父と暮せばのYukenzのレビュー・感想・評価

父と暮せば(2004年製作の映画)
3.7
宮沢りえと原田芳雄のほぼ二人劇で、広島弁による台詞の掛け合いが見もの。井上ひさしの原作だそうで、舞台でも多数演じられているようだ。

父娘のいい関係が全面に出ていて和む。娘に面と向かって「お前の恋の応援団長」と言える父親って素敵だと思う。

しかしながら2人の話の本質は広島に投下された原爆によってもたらされた悲劇であり、時折耳を劈く無機質なピアノ音によって現実に引き戻される。父親の正体も明らかになっていく。

原爆で多くの方の命が奪われたなか、運良く生き延びた自分に対して申し訳ない思いに駆られて幸せになってはいけないと必死に言い聞かせる娘。父親への行動に対して自分を責め続ける姿が痛々しい。

それらを受け止め、優しく、時に熱くなって娘を諭していく父親の面影。

きっと同じような思いを抱いて葛藤に苦しみながら生きてきた方たちもたくさんいたのだろう。

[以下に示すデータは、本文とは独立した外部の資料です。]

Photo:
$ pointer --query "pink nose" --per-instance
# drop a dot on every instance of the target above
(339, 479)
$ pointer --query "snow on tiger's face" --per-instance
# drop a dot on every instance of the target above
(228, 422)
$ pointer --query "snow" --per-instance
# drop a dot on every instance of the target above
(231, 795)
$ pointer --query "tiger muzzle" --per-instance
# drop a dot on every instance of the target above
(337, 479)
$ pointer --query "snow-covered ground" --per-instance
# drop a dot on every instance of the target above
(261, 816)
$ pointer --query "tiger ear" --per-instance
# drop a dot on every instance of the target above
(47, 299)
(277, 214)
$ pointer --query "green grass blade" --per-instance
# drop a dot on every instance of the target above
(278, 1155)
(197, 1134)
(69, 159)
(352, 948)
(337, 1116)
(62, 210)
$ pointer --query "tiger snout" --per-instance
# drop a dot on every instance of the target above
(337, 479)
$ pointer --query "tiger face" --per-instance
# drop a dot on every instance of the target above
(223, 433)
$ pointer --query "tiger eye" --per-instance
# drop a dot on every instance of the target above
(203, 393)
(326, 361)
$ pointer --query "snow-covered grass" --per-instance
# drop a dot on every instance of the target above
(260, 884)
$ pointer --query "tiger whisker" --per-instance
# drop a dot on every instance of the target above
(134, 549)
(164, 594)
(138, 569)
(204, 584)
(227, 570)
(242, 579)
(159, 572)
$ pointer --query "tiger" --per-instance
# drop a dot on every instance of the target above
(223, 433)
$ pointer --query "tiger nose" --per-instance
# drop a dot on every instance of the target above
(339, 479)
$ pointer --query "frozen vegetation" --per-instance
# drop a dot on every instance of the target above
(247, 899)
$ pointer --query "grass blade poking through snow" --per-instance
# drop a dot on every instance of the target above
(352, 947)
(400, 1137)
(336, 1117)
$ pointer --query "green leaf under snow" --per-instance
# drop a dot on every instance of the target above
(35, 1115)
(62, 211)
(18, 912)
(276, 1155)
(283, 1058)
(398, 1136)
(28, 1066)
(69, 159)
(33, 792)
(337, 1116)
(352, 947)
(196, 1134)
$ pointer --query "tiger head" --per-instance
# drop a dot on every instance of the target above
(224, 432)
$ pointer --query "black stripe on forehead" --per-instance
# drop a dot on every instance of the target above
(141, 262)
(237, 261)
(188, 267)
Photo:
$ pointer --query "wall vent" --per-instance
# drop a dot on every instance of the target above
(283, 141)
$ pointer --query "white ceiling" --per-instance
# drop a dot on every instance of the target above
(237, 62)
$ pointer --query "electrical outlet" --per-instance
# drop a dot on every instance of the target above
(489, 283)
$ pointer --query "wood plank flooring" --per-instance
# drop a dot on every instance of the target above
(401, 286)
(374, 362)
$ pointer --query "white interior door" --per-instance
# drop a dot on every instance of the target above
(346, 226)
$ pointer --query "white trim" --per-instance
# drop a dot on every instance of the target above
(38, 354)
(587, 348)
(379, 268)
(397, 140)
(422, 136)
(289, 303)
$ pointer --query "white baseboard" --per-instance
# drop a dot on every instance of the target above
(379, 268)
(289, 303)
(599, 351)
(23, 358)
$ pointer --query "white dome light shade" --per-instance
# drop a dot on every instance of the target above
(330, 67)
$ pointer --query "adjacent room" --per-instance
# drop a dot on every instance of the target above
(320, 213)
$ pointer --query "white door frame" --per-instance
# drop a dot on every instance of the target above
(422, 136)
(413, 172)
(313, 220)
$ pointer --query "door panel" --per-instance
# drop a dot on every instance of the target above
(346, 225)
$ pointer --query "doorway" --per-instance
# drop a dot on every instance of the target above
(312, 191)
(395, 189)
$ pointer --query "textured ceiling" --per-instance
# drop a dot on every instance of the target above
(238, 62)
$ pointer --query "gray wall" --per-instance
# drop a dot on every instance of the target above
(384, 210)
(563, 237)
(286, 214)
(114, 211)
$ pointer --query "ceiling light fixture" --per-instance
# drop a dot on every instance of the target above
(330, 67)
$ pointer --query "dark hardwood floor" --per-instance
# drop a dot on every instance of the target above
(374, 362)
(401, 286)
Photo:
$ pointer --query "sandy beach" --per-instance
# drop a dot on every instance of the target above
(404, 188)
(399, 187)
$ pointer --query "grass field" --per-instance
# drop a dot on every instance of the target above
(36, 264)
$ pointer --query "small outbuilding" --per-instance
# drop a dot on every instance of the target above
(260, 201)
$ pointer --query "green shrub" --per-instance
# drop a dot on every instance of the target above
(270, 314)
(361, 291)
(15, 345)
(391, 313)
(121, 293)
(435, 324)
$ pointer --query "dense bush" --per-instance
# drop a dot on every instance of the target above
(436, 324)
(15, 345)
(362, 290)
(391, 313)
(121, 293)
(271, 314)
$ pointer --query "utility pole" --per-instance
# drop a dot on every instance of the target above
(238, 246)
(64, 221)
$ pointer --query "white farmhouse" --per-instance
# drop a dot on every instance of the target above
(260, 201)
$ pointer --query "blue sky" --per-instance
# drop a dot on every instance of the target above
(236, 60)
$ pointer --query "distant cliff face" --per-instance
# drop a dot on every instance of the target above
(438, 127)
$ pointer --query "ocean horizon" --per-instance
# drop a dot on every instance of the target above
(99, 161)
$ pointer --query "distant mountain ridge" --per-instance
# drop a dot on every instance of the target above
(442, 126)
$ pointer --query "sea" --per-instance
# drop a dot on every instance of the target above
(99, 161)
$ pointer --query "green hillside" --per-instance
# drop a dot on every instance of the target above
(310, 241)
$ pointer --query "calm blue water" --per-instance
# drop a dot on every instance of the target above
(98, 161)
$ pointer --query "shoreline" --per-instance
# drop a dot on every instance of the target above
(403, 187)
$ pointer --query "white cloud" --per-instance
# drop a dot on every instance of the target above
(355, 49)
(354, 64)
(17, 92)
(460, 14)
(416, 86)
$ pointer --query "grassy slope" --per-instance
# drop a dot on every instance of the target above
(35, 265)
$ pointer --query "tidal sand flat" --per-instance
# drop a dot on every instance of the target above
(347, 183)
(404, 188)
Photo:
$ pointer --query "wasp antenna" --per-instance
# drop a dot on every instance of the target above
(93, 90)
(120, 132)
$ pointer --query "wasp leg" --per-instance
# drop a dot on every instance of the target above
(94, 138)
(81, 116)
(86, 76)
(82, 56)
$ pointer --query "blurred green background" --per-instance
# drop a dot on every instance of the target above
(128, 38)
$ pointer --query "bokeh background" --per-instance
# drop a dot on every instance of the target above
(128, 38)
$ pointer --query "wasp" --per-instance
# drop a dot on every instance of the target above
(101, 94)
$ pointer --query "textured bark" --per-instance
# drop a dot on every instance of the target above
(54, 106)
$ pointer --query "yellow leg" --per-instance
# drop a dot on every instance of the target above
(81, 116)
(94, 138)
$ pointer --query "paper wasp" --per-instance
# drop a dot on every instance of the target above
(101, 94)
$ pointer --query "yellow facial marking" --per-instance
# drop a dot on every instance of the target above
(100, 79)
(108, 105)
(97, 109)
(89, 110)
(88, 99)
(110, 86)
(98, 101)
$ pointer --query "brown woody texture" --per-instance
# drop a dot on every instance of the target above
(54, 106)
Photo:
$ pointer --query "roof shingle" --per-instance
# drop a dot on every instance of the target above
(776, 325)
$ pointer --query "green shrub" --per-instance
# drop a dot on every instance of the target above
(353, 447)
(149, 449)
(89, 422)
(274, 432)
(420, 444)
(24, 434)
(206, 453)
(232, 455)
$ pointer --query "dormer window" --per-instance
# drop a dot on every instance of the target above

最後、あのイヤな無機質なピアノ音の後に映し出される、原爆ドームの瓦礫に咲く二輪の花の意味とは…?
父娘が寄り添って生きてきた象徴、或いは一度地ならしされても力強く生きていくという未来への希望の象徴と捉えておきたい。

山田洋次の「母と暮せば」が本作の対になる作品のようなので、いつか見てみたい。